I would think the castings wouldn't be much worse than the topsoil I'm using since it has a lot of decaying matter (cheap red bag from Lowes).


----------



## Mr Fishies (Apr 9, 2006)

aquabillpers said:


> Cow, horse, and pig manures contain a lot of organics and are dangerous to use in a NPT or anywhere else. I suspect that earthworm manure ("castings") are similar.
> 
> Bill


That was my first instinct as well - but farm animal manure, is basically pure waste. When you think about what worms are eating (bits of organics they find mixed in with soil) they are using up organic matter (as they add body mass it has to come from somewhere) but some of the soil is also passing through them, they are essentially further composting the soil they are living in unless I misunderstand things.

For example, this page discusses worm castings and soil and (right at the bottom) says:

_"The total mineral balance is not increased by worm activity. Rather the conversion changes the amount of nutrient available to the plant. The minerals have been changed form an insoluble form to a plant - available, soluble form."
_
This sure sounds a lot like some of what might be happening if you soak and dry your soil a few times like AaronT indicates in the library article on DIY mineralization of soil.


----------



## mommyeireanne (Oct 24, 2007)

Worm bins compost paper products and kitchen scraps. It's a common school project. Look Here. "Compared to ordinary soil, the worm castings contain five times more nitrogen, seven times more phosphorus and 11 times more potassium. They are rich in humic acids and improve the structure of the soil." Worm castings are part of soil, but so are sand/clay/gravel...
I believe Ms Walstad once said a little bit of regular kitchen compost would be ok. So maybe a little worm castings on the bottom layer would be ok. I'd sure like to hear about your results if you try it.


----------



## xpistalpetex (Mar 31, 2008)

ya it would seem to help the forum out trying new things...ill try to get a jar test within few weeks depending on shipping


----------



## krisw (Jan 31, 2005)

Worm castings are definitely a viable substrate.
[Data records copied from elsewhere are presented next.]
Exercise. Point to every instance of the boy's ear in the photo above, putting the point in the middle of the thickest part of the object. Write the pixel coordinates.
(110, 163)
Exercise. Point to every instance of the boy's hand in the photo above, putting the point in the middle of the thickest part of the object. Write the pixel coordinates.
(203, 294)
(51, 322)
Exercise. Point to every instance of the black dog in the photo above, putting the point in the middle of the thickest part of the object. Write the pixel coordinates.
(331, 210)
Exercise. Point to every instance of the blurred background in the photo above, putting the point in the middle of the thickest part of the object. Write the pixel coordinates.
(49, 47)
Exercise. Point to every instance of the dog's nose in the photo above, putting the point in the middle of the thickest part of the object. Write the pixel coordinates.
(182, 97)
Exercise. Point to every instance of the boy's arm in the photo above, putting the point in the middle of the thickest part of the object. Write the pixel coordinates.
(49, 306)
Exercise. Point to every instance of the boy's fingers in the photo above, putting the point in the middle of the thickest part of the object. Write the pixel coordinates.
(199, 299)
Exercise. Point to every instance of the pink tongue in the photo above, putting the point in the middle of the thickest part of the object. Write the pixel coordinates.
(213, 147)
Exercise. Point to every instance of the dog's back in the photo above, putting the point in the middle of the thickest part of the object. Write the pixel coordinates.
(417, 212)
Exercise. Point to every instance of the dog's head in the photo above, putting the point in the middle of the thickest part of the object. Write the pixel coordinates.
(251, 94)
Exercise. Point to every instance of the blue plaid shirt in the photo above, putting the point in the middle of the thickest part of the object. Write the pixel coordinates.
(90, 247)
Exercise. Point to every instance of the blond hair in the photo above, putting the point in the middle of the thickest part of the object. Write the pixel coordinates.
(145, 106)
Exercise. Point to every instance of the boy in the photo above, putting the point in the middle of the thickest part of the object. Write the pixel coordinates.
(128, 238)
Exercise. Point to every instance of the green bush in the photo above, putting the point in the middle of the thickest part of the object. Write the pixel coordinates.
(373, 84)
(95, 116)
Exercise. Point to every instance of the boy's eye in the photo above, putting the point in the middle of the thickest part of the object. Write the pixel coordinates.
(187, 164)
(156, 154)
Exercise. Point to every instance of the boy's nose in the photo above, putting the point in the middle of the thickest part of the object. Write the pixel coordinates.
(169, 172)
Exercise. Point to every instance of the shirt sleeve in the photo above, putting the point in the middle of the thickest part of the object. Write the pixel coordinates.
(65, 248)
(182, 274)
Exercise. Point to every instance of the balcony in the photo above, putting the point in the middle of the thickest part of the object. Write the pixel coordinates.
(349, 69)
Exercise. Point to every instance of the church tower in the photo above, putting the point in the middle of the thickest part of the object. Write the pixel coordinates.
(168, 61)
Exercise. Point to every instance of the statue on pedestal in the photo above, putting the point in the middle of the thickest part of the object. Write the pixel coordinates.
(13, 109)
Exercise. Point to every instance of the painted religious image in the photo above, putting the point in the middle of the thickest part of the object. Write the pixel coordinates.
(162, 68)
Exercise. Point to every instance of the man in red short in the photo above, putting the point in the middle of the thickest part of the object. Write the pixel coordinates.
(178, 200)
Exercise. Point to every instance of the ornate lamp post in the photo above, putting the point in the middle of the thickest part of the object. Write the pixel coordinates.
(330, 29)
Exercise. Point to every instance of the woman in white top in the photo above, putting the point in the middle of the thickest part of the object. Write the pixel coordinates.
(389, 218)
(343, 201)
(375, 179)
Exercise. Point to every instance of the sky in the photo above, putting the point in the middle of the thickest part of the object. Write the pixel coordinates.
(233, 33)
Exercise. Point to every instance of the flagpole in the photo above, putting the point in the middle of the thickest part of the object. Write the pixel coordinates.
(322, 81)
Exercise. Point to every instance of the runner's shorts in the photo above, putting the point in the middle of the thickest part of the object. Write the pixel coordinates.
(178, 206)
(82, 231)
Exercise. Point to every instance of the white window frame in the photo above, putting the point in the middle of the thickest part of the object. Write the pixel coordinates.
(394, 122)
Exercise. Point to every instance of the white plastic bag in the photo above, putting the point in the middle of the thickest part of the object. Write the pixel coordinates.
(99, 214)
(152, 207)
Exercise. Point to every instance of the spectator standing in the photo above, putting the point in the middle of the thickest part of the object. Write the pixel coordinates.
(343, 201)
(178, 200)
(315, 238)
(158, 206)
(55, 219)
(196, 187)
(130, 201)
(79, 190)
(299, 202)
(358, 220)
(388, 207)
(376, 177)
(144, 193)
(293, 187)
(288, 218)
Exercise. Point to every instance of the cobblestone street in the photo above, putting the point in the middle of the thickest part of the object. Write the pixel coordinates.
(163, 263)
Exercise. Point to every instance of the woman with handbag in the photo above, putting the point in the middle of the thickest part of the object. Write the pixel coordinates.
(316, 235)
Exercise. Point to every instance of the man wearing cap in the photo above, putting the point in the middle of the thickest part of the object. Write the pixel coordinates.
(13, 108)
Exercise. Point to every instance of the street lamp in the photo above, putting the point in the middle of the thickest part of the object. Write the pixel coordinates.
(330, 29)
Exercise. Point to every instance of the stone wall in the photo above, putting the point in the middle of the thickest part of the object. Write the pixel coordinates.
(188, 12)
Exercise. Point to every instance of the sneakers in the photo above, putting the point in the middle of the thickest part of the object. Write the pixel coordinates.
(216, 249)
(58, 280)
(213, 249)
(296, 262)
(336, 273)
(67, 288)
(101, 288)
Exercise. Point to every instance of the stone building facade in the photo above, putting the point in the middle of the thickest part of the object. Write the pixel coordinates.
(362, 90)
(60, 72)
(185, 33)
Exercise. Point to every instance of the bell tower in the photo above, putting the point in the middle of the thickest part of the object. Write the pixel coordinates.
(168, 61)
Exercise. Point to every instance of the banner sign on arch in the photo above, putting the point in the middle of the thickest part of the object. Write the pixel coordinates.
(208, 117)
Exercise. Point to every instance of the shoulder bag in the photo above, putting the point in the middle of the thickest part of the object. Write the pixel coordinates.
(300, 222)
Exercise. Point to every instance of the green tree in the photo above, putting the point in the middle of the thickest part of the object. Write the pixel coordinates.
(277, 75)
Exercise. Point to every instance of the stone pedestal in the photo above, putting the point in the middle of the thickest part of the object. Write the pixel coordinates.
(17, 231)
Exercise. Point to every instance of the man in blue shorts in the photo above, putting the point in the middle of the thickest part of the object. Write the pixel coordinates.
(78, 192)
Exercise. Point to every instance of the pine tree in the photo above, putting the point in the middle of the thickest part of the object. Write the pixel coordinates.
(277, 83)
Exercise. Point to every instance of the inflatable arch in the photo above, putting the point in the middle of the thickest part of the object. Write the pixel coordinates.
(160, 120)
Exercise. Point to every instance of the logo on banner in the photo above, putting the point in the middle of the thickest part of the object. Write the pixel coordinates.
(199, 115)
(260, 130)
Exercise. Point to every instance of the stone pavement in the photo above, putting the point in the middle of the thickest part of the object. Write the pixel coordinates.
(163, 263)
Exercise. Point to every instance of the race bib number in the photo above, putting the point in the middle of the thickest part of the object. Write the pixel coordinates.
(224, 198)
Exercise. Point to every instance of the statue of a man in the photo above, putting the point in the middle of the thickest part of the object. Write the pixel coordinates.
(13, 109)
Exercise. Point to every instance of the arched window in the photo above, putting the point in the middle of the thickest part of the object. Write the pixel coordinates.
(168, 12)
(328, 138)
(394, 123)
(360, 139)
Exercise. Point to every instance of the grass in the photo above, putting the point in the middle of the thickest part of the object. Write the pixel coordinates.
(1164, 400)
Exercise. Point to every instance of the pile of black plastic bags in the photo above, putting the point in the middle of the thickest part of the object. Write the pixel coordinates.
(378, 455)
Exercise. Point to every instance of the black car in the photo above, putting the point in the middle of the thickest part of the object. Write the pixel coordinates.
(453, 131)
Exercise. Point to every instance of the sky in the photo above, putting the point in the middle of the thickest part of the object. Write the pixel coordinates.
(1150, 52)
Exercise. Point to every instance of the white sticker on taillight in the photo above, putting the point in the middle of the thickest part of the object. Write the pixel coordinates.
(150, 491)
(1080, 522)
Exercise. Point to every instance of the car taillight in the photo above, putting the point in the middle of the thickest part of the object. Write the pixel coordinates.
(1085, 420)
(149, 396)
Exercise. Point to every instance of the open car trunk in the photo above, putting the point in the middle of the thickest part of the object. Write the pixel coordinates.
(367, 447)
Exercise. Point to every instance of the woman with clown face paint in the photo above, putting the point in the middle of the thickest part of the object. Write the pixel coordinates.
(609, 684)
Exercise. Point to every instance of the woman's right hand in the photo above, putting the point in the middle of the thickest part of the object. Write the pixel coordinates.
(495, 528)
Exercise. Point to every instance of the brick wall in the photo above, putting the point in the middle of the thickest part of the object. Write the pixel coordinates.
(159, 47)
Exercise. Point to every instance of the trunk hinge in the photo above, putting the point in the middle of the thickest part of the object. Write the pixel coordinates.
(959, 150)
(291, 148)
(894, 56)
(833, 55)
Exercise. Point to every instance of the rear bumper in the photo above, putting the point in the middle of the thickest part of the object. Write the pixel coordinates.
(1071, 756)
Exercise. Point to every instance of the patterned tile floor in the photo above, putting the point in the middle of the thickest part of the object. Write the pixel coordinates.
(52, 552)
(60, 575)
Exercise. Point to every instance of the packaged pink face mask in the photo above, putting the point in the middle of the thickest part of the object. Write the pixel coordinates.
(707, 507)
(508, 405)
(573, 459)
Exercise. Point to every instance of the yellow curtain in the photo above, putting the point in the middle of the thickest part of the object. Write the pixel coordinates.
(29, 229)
There's an old 2004 thread on here about a method by Brazilian Vladimir Simoes.

http://www.aquaticplantcentral.com/...ic-substrates/399-vladimir-simoes-method.html

I've currently got a 2.5G tank setup using this method, with no CO2, and after a slow start, some of the plants are growing a little bit better. You can read about my experiment here:

http://www.guitarfish.org/?s=wormstrate

I'm currently beginning to contemplate setting up a larger tank with this method, that has CO2 and better lights, to fully test it out. I think I'll likely borrow some of the knowledge from AaronT's soil substrate method, but using worm castings instead:

http://gwapa.org/articles/soilsubstrate/

I hope this helps a bit.


----------



## plantblr (Feb 27, 2007)

Hi all

I could find a nursery where he has Generic potting soil with leaf mold in it.
He also said that he has vermicompost which can be mixed with it.
Is it safe to use his combination of Generic potting soil with leaf mold + vermicompost,or only Generic potting soil with leaf mold will do?
If his mixture is safe,what should be the mixing ratio of vermicompost to the Generic potting soil with leaf mold?

Thanks
Ravi


----------



## aquabillpers (Apr 13, 2006)

I think that mixture would supply far more nutrients to the water column than a NPT could handle. The result would be an algae farm.

But I could be wrong.

If you go that route, please let us know how you make out after, say, three months.

Bill


----------